ESSENTIAL CONCEPTS IN BHAGAVAD GITA — Vol. 4: Swami BhoomanandaTirtha; Pub. by Narayanasrama Tapovanam, Venginissery PO., Paralam, Thrissur-680575. Rs. 150.
This volume, fourth in the series by the author, deals with the concepts of Bhakti Yoga expounded in the Bhagavad Gita (Chapters 7 to 12). Topics such as the transcendental dimension of the guru, redirecting attachment, perception of the all-inclusive divinity, Raja Yoga, the soul of rituals, wholesome devotion, the principles underlying the Vibhuti and Viswaroopa of the Lord, and the qualities that make a devotee dear to the Lord are covered in 18 articles. While talking about the guru or the preceptor, the precept of swanubhutipramana is highlighted. The devotee's steady progress towards the goal of God-realisation is brought out succinctly.
How attachment leads to different consequences on different occasions is explained by drawing upon other authoritative sources like Srimad Bhagavata and Kathopanishad, apart from other chapters in the Gita itself.
The non-duality of the Supreme and the illusory nature of the world are projected on the basis of the ninth chapter. The need for transcending the gunas, which, in effect, means freeing oneself from the pulls of maya (illusion), is put across clearly. How, under the overpowering influence of maya, one's mental faculties such as the ability to reason and discern are lost, is explained lucidly, recalling to one's mind Adi Sankara's Maya Panchaka.
The article “How to Live and Leave” epitomises the message of the Gita and, in the process, brings out the universal relevance and applicability of the gospel in terms of time, place and person.
The article that speaks about the dhuma and archiradi margas — the dark and the bright paths the jiva (individual soul) takes after exiting from the body — is noteworthy for the unconventional construct placed on “Uttarayana” and “Dakshinayana”. (The two terms are generally used with reference to the northward and southward movements of the Sun.) The author obliquely refers to the mahavakya in the “Krishna Yajur Veda” by referring to the Sun as the one within the body, namely the Brahman.

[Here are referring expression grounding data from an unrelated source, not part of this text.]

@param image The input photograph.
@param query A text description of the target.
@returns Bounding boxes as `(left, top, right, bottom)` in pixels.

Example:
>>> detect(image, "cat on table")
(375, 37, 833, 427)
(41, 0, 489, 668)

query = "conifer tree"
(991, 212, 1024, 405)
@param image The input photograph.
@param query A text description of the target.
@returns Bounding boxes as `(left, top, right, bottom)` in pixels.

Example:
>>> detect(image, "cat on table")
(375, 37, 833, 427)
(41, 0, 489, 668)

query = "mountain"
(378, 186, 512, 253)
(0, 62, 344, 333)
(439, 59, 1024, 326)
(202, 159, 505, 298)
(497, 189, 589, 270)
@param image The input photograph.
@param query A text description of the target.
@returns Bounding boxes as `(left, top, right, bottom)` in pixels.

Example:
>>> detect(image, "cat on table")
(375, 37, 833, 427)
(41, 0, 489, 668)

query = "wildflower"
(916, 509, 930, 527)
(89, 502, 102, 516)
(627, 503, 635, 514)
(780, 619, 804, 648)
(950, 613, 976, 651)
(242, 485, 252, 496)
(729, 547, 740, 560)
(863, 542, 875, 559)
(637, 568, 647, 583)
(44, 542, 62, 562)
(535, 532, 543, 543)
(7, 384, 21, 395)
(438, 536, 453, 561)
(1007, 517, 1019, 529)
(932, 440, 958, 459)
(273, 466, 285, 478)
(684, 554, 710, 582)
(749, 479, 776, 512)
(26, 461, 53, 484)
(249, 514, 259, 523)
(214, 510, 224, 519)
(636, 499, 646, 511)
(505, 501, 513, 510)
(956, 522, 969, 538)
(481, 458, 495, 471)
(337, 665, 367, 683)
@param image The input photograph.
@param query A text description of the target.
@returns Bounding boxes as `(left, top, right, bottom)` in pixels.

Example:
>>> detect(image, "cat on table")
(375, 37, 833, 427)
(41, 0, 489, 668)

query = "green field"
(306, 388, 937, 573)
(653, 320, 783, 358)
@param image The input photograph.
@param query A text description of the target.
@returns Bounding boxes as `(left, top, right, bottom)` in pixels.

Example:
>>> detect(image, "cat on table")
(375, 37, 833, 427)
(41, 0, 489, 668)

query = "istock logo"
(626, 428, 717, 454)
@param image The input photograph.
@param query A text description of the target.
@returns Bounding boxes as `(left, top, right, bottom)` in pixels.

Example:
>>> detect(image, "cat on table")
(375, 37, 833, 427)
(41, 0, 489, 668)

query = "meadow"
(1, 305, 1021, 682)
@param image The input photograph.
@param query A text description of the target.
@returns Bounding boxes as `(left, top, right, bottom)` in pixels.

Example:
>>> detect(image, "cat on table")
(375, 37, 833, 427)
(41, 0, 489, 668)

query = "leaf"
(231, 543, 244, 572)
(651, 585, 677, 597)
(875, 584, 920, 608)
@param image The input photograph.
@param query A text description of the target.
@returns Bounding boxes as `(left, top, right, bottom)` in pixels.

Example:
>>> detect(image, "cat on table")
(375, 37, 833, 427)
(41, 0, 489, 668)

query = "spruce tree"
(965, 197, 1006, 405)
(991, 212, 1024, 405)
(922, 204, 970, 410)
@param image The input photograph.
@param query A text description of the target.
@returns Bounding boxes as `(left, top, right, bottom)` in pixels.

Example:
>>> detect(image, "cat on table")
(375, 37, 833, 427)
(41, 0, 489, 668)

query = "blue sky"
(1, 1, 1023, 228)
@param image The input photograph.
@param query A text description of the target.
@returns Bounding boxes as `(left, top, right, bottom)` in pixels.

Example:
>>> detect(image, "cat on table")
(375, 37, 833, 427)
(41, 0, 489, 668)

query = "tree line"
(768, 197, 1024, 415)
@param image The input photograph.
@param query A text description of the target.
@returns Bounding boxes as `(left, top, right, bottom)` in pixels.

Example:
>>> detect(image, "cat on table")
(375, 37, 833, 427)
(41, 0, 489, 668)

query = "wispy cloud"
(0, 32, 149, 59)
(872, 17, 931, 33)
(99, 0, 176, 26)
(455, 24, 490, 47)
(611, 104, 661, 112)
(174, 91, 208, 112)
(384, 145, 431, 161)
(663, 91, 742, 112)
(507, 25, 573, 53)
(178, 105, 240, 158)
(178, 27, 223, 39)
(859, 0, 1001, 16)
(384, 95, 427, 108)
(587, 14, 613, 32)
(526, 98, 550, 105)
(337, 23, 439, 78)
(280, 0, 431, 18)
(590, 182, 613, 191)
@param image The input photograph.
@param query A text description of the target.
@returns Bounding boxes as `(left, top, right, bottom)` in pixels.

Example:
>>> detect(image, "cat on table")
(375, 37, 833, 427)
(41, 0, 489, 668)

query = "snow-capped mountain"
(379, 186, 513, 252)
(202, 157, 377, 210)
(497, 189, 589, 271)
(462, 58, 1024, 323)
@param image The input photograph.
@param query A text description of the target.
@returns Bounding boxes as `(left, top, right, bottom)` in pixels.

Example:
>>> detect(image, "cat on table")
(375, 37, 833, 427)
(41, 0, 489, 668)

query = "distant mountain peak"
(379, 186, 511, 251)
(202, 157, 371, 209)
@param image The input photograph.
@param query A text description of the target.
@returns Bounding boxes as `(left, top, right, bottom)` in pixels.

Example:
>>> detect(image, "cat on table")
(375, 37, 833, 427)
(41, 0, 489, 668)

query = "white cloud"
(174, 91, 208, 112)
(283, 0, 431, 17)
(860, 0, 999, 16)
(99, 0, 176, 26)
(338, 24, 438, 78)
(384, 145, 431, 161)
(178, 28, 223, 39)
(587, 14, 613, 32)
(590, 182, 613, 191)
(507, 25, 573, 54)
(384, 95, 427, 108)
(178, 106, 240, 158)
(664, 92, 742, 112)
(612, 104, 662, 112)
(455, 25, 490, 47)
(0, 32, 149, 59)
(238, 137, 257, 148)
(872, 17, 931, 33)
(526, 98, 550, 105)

“The mystery of existence”, which is the central piece in this volume, provides an excellent exposition of creation and subsequent permeation by the Brahman. The permeation is aptly illustrated with the house-and-resident analogy. When the house is destroyed, the person residing in it remains unaffected. Likewise, dissolution of the phenomenal world does not affect the Brahman.
In the practice of Bhakti, it is the attitude of the mind that is vital, not the rituals and paraphernalia associated with the expression of it. This is brought home effectively while discussing the oft-cited verse “patram, pushpam, phalam, toyam…”
However, there is a reference to sacrifice of cows, an obvious reference to animals, following the Vedic sanction “agnishomiyampasumaalabheta' superseding the general rule, ‘nahanyatsarvaabhutani'.
In dealing with the vibhuti of the Lord, the significant point is that, in any level of creation, excellence is posited by the Lord. This is to pinpoint that there is absolutely no room for egotism. The purpose of Viswarupadarsanam has been explained very convincingly.
One finds some overlapping while referring to the timing of Lord Krishna's discourse to Arjuna. The language is intelligible and the flow of thought logical.
In expounding the subtle and intricate concepts found in the chapters covered in this volume, Bhoomananda Thirtha has lived up to the standards he had set for himself, as evidenced by the earlier volumes. This work deserves to be read and re-read by every serious student of Vedanta.